Unexpected amplification of fluctuations in the correlated field model by adding axes
I am working on a problem in which I might dynamically add axes and as such was relying on the normalization of the zero-mode in the correlated field model. I was surprised to notice that with each added axis the fluctuations of the correlated field get amplified by the inverse of offset_std_mean
. I am using NIFTy6 @ afc3e2df .
The following code snippets reproduces the described amplification
cf_axes = {
"offset_mean": 0.,
"offset_std_mean": 1e-3,
"offset_std_std": 1e-4,
"prefix": ''
}
temporal_axis_fluctuations = {
'fluctuations_mean': 1.,
'fluctuations_stddev': 0.1,
'loglogavgslope_mean': -1.0,
'loglogavgslope_stddev': 0.5,
'flexibility_mean': 2.5,
'flexibility_stddev': 1.0,
'asperity_mean': 0.5,
'asperity_stddev': 0.5,
'prefix': 'temporal_axis'
}
fish_axis_fluctuations = {
'fluctuations_mean': 1.,
'fluctuations_stddev': 0.1,
'loglogavgslope_mean': -1.5,
'loglogavgslope_stddev': 0.5,
'flexibility_mean': 2.5,
'flexibility_stddev': 1.0,
'asperity_mean': 0.5,
'asperity_stddev': 0.3,
'prefix': 'fish_axis'
}
cfmaker = ift.CorrelatedFieldMaker.make(**cf_axes)
cfmaker.add_fluctuations(ift.RGSpace(7638), **temporal_axis_fluctuations)
# cfmaker.add_fluctuations(ift.RGSpace(8), **fish_axis_fluctuations)
yields
cf = cfmaker.finalize()
np.mean([cf(ift.from_random(cf.domain)).s_std() for _ in range(100)]) # \approx 1
which is what I would expect.
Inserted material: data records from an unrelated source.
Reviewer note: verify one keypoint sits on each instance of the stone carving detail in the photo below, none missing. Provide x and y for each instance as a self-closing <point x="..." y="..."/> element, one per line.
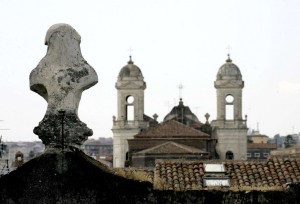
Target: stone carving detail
<point x="60" y="78"/>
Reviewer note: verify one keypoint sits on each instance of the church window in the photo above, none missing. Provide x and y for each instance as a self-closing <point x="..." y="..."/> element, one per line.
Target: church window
<point x="229" y="112"/>
<point x="229" y="155"/>
<point x="229" y="98"/>
<point x="129" y="108"/>
<point x="229" y="108"/>
<point x="130" y="112"/>
<point x="129" y="99"/>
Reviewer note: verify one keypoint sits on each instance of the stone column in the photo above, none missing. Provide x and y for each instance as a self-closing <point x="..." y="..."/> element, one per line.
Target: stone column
<point x="60" y="78"/>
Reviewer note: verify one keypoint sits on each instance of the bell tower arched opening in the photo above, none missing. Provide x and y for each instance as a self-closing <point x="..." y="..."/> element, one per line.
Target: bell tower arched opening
<point x="229" y="155"/>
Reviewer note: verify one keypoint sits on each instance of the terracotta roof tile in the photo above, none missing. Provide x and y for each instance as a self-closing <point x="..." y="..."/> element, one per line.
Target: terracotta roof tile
<point x="261" y="146"/>
<point x="188" y="175"/>
<point x="172" y="129"/>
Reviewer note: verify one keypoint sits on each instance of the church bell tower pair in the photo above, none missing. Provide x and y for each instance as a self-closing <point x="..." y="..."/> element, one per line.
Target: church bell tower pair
<point x="229" y="128"/>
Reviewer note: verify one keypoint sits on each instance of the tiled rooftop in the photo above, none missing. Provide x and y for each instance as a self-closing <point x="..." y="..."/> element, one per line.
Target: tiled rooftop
<point x="184" y="175"/>
<point x="261" y="146"/>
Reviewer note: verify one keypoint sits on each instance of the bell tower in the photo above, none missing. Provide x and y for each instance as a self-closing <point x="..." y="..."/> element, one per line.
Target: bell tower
<point x="230" y="129"/>
<point x="130" y="117"/>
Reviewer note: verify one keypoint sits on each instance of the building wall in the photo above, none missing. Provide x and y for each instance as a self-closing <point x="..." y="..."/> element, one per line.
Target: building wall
<point x="234" y="140"/>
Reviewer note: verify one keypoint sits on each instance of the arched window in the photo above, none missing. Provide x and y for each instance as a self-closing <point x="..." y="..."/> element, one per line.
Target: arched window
<point x="229" y="111"/>
<point x="229" y="155"/>
<point x="129" y="107"/>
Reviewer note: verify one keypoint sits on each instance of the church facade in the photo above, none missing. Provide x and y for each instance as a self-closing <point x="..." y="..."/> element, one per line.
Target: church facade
<point x="139" y="139"/>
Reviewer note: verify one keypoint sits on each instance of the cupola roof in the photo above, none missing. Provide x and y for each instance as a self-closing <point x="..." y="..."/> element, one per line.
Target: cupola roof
<point x="229" y="71"/>
<point x="130" y="70"/>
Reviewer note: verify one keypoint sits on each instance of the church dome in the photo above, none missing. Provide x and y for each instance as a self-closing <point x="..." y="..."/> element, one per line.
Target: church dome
<point x="183" y="114"/>
<point x="130" y="70"/>
<point x="229" y="71"/>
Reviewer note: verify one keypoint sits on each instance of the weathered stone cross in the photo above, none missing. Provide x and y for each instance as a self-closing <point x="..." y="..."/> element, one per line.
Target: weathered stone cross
<point x="60" y="78"/>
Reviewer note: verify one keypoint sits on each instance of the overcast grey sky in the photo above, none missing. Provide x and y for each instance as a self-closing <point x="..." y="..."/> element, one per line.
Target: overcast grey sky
<point x="173" y="42"/>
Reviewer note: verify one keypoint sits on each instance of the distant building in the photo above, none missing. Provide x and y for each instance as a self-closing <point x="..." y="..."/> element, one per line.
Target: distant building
<point x="169" y="140"/>
<point x="256" y="137"/>
<point x="291" y="152"/>
<point x="100" y="149"/>
<point x="226" y="137"/>
<point x="258" y="147"/>
<point x="259" y="151"/>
However, if I uncomment the last line in the second cell above, the result becomes
cf = cfmaker.finalize()
np.mean([cf(ift.from_random(cf.domain)).s_std() for _ in range(100)]) # \approx 1e+3
This does not make sense to me and I was expecting the same result as in the previous cell.
In short: Am I missing something or is there a bug in the correlated field model?